Murphy on the other hand doing investigation might ask the right someone the right questions in the first 5 minutes or find a notepad with directions scribbled onto it or something like that and be done long before Dresden, if Dresden can even cast the spell, or she might really have nothing to go off of.
Magic to emulate something else, such as skills, powers or items, don't necessarily do anything that emulated thing can't and, in fact, usually will just be another way to do the same thing. Creating an item, continuing with the sword analogy, out of pure anything, be it light, ice, ectoplasm, force, fire, or anything else would be somewhat difficult in and of itself. Holding it together through a fight would be even harder. You would almost certainly need a hilt to hold, whether as a foci for control or as an enchanted item specifically for this task. It seems to me that an enchanted item, while less universally useful, would be considerably more useful for this specific task, seeing as that's their purpose.

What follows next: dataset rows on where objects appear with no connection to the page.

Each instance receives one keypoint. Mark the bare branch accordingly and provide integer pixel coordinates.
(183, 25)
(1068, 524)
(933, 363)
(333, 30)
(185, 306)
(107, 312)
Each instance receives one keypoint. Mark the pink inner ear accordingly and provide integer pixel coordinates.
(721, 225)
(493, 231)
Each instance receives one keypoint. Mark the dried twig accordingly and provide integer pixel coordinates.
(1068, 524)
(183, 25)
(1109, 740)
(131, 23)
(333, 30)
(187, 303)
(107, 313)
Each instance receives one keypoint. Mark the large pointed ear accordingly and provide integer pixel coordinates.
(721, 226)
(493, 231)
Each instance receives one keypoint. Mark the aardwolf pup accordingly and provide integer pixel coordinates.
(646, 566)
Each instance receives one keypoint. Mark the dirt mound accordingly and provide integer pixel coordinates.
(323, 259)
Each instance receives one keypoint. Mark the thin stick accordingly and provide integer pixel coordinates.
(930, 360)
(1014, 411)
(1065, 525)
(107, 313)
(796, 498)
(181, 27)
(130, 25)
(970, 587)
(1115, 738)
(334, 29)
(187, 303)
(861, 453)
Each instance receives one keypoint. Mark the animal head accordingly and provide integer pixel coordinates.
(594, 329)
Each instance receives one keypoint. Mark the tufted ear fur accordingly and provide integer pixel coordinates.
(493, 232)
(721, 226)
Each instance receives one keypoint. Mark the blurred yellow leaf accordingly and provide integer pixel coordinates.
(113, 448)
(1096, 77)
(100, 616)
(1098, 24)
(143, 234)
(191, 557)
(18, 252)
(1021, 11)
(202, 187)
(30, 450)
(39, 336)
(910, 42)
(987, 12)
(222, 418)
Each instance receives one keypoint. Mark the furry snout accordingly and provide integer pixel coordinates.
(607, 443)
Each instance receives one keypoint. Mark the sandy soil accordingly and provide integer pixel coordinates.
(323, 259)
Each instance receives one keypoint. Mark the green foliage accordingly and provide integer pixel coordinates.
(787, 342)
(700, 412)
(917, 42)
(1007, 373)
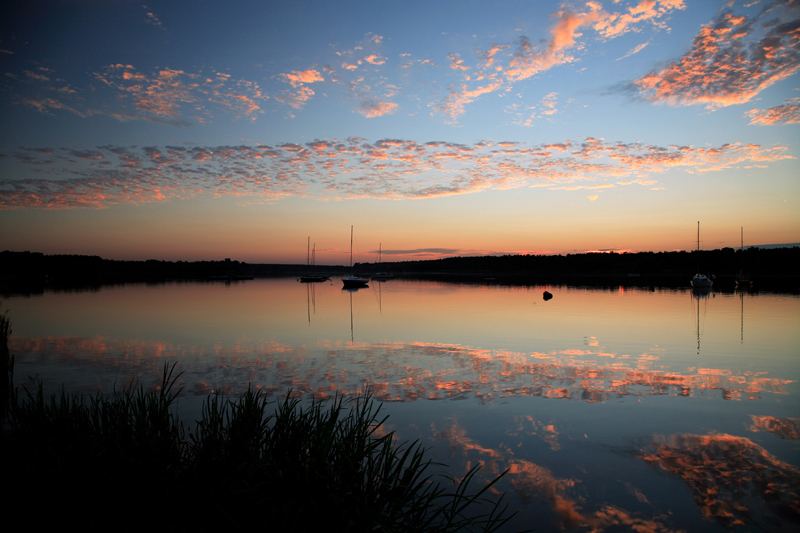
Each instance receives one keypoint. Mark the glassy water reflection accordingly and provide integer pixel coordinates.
(612, 409)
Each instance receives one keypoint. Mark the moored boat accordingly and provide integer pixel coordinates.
(353, 281)
(700, 281)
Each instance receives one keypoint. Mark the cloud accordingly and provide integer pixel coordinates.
(352, 168)
(165, 96)
(731, 60)
(151, 19)
(298, 78)
(787, 113)
(634, 51)
(296, 99)
(374, 108)
(496, 70)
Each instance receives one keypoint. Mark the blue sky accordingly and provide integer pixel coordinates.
(199, 130)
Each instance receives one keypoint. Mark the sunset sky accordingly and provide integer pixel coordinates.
(204, 130)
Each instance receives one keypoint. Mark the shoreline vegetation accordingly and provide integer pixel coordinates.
(124, 461)
(769, 268)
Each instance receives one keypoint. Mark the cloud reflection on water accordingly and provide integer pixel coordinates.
(732, 479)
(399, 371)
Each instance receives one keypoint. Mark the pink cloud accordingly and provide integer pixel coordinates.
(374, 108)
(352, 168)
(732, 60)
(298, 78)
(787, 113)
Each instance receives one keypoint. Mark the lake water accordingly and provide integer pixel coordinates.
(613, 410)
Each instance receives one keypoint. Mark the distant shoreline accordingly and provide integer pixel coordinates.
(769, 268)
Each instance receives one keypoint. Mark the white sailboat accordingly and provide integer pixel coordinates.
(382, 276)
(700, 281)
(742, 283)
(353, 282)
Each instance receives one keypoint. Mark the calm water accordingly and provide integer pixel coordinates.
(614, 410)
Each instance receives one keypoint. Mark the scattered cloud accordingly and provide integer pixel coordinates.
(732, 59)
(374, 108)
(151, 19)
(787, 113)
(500, 66)
(297, 79)
(350, 169)
(634, 51)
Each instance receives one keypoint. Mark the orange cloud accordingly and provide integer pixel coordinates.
(787, 113)
(353, 168)
(732, 59)
(374, 108)
(298, 78)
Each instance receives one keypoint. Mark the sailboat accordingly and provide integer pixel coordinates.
(382, 276)
(310, 262)
(743, 283)
(353, 282)
(700, 281)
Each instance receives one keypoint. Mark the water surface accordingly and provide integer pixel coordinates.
(614, 409)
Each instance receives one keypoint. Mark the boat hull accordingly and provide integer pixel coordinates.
(701, 281)
(354, 282)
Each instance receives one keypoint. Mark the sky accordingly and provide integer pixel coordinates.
(248, 129)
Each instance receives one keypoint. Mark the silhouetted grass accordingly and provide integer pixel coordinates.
(123, 461)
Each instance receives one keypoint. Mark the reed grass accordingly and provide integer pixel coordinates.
(125, 461)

Bare in mind that yes, having it be MORE than just a sword is certainly something that you could do - later. Also bare in mind that Dresden is a 10 refresh character in Storm Front and by now... Well... Not to give spoilers I'm just going to say it's safe to say that by 12 books and a lot of short stories in he's probably around 20 refresh. Further, all he is really, is a wizard. He's not crossing templates with shapeshifter or taking an assload of stunts or finding faith, etc. So that's 20 refresh of I-Am-Wizard working complex magics in CREATIVE WAYS. With him even pointing out that it's not necessarily purely about power but creativity. He might have a spell or enchanted item meant to do one thing but, by being the bloody genius that he is, he can use it creatively to achieve a slightly different result.
Given that, sure a 15-20 refresh character wanting to give the sword extra abilities in the form of pure weapon skill, sure. Take refinement and pump in extra item slots. But bare in mind, Weapon:4+ is on par with grenades, RPGs, and other heavy battlefield weaponry. Every single point in this game is hefty. so going from weapon 3 to weapon 4 is substantial. That means that if you get so much as 1 shift of success, you've taken out any goons without toughness or hulking size.
Now, if they wanted to leave it as just a sword, casting a spell off the sword through evocation mid-battle in some creative manner or even pumping item slots in to allow it to do this standard or something, then I could see it as being able to do something that a sword couldn't that would certainly be cool. Let's say it's the light sword where it's pretty much focused light, right? Ignoring physics for the most part here for the sake of awesome, let's say the battle isn't going well and no super awesome sword is about to let our heroes win. They need to run. They see that. Our hero of light might be able to get away without a problem but his friends (maybe one is injured) are likely to be taken out before they get a chance to offer their concession due to initiative passes not being in their favor. Maybe the hero will, instead of conceding right away, instead cast a spell to release his sword destructively (the makeshift manner might have fallout which could damage the hilt, thus giving the hero reason to repair it with this new use in mind). Mechanically it would be an evocation spell against the previous spell holding the sword together. Say the sword's been in use for a bit, you might be able to make declarations to give you bonuses on the roll. Now if you succeed (and I would say that any fallout, predetermined as going to the hilt, would be as if you took it as backlash and thus allow the spell to succeed, just this once) then take a free action to yell a warning to your party before the held light in the blade of the sword bursts forth blinding everyone who wasn't covering their eyes. This might be an attack or more likely a simple maneuver granting the aspect "Blinded" which, when those baddies try and hurt your friends before they can run, you pass tags and make them more likely to live. Your creative use of your enchanted weapon (that is currently really nothing more than a sword mechanically) just saved the party.
Past that, if you're really needing it to be more useful, say it acts as a really good flashlight.